Charles waved one hand toward the neat, lustrous rows, the little green soldiers of his empire. “We leave the bottles of blended wine in cellars for a year or two, then they’re put in
these special racks so that the sediment from the wine drains down slowly onto the cork.”
“Onto the cork,” echoed Maxine, in a dazed voice. A drip fell from the ceiling onto her cheek, then Charles tugged her by the wrist into one of the dim, bottle-filled bays and again
unbuttoned Maxine’s jacket. This time she didn’t protest.
“Yes,” said Charles gravely, “onto the cork.” He pulled her back into the main passage and they walked down the long, wide cellar toward a row of silent men in navy
sweaters and overalls, all working with their backs to Maxine as they swiftly twisted the bottles.

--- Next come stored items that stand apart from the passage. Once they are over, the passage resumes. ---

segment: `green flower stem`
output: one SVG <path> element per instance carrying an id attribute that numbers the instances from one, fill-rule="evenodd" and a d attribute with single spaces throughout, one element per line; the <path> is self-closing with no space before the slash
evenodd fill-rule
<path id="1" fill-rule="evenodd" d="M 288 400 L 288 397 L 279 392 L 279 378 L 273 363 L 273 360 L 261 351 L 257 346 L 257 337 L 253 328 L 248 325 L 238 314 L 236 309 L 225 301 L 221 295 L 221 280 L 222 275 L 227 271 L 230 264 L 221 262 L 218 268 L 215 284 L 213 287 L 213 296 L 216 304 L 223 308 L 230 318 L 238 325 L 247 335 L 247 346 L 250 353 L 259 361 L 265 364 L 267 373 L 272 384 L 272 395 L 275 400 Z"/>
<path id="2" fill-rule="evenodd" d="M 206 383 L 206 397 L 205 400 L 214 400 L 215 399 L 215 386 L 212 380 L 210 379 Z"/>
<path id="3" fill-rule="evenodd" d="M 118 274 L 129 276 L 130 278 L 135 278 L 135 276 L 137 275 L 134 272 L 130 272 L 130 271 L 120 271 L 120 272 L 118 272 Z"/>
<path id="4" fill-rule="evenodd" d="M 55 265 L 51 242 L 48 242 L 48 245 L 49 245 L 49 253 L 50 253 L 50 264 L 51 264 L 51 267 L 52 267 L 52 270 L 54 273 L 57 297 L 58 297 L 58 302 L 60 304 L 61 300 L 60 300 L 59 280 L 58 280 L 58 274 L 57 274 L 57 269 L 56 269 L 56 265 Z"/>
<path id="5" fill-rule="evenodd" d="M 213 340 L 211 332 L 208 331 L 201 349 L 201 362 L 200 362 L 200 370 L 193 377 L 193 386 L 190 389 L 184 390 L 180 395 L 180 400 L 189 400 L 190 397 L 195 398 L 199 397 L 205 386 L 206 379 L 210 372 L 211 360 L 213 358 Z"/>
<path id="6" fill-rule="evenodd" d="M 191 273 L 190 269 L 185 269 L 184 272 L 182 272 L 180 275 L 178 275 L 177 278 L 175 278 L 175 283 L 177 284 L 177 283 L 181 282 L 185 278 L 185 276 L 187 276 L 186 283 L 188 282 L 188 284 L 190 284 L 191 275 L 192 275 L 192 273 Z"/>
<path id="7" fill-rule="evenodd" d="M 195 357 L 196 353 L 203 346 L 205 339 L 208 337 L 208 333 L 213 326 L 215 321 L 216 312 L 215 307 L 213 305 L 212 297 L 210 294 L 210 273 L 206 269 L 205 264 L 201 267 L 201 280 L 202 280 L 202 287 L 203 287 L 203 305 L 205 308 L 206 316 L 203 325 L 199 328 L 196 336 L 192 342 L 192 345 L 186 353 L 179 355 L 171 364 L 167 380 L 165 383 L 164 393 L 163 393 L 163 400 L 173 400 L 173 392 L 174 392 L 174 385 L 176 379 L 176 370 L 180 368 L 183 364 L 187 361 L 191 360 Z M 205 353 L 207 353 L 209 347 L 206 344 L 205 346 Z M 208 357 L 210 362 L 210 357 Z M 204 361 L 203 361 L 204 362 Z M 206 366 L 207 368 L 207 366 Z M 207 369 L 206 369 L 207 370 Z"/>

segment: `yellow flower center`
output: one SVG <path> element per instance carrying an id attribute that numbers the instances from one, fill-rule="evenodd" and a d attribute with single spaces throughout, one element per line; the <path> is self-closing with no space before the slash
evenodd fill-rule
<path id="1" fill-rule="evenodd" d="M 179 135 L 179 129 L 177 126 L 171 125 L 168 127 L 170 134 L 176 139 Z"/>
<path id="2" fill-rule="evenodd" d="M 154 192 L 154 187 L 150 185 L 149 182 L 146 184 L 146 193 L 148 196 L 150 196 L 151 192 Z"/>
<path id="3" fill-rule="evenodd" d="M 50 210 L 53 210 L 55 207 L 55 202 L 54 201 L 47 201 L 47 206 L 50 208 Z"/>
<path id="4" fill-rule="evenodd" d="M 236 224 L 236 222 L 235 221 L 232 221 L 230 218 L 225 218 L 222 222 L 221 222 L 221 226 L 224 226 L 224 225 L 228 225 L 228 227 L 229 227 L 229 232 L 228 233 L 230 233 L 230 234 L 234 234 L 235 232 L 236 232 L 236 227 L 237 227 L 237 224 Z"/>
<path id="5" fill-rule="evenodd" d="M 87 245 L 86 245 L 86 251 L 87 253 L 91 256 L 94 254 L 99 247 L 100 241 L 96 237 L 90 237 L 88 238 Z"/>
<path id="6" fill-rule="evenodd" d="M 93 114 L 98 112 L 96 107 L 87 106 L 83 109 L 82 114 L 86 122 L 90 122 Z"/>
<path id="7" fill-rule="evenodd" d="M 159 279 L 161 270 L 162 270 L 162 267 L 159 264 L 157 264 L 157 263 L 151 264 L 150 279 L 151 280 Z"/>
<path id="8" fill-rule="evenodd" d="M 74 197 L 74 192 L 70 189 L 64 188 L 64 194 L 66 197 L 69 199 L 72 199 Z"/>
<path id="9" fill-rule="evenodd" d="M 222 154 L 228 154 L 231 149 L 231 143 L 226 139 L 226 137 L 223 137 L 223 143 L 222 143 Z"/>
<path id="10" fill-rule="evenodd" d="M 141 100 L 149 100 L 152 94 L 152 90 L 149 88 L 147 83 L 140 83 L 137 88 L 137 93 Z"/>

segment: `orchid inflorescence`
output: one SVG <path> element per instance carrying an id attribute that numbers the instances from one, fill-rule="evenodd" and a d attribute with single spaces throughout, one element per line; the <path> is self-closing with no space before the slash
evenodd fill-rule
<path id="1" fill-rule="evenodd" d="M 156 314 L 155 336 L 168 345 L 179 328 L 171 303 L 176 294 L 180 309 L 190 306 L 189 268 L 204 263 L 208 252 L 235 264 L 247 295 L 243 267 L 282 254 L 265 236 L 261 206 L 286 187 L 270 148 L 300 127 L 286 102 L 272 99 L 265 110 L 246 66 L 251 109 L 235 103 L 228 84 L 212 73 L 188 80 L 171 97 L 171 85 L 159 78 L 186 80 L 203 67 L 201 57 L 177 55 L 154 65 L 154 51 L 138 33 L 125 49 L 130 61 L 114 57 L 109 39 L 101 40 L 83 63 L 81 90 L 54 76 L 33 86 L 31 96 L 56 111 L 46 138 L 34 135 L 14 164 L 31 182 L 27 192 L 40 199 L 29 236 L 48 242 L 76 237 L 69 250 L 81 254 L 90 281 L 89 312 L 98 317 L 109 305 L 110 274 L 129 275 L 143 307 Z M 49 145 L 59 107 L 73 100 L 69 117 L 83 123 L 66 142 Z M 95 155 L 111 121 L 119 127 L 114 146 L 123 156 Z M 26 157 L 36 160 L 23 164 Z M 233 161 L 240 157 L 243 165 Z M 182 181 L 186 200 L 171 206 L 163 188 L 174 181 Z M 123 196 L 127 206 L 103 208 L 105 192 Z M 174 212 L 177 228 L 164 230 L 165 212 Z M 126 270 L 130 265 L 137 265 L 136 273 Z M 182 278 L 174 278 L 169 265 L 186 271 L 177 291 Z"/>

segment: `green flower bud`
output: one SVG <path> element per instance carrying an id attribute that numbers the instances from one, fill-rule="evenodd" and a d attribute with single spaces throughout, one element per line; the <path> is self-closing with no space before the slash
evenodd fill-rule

Maxine watched the bottles slowly move into the shining maw of a steel machine. Somewhat to her disappointment, Charles was now behaving perfectly. But he moved her closer to the machine so that
it hid their bodies from the workers beyond, who could only see their heads. Then Charles grabbed her hand and held it against him, so that Maxine could feel his mounting excitement. Maxine grasped
him as Charles continued to talk in a normal voice. “When the cork is removed, the frozen sediment comes out, clinging to it. Clever idea isn’t it?” His body shuddered at the
touch of her fingers as he droned on in the bored, singsong voice of a tourist guide. “After that, the wine is sniffed to check that it’s still in good condition, and finally, as
you’ll see in the next bay, these men give it a sending-off dose—that’s a tiny quantity of sweetened liqueur made from old wine and cane sugar. . . .”

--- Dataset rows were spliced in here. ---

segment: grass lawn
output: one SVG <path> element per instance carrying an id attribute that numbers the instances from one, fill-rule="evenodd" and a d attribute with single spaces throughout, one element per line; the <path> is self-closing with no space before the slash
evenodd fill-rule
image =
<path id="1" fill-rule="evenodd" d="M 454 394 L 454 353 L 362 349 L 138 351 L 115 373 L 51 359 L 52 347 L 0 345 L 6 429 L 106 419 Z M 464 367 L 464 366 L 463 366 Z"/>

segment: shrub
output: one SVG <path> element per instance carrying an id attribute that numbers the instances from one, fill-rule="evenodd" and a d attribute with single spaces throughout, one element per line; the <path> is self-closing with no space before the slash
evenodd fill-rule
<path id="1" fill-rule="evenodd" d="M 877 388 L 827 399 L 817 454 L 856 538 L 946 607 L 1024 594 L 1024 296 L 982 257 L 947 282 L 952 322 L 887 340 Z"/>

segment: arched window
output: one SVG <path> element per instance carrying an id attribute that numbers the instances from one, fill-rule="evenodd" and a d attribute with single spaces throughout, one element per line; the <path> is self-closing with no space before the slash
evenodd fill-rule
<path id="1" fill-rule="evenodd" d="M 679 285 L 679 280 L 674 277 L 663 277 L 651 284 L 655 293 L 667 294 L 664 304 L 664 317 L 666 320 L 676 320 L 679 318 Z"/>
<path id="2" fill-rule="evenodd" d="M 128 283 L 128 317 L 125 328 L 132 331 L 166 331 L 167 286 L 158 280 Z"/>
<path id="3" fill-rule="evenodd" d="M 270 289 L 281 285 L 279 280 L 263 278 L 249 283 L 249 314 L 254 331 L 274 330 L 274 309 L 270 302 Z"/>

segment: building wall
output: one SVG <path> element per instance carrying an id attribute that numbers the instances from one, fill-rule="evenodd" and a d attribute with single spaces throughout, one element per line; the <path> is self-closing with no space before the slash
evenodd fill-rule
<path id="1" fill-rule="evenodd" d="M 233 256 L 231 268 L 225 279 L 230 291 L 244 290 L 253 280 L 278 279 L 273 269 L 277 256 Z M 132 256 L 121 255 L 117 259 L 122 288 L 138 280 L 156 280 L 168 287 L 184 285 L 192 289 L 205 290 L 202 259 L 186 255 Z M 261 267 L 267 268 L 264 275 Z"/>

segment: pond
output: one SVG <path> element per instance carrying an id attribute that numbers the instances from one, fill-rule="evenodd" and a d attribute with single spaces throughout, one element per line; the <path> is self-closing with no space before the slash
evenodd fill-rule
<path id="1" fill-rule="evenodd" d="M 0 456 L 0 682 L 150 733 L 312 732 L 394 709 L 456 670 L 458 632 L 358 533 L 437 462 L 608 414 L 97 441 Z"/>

He gave a great contented sigh. After a moment, they moved to the next bay where Charles picked up a beaker of liqueur and gave it to Maxine to sniff. “You don’t add much if you want
a
brut
wine, which is generally the best wine a firm makes,” he said. “The liqueur content is increased, according to how sweet you want your wine to be—extra dry, dry,
demi-doux
and
doux
, which is disgustingly sweet and will never be served at my table.”
“Our
table,” said Maxine as they moved on. She added, “I think I could make a batch by myself now.”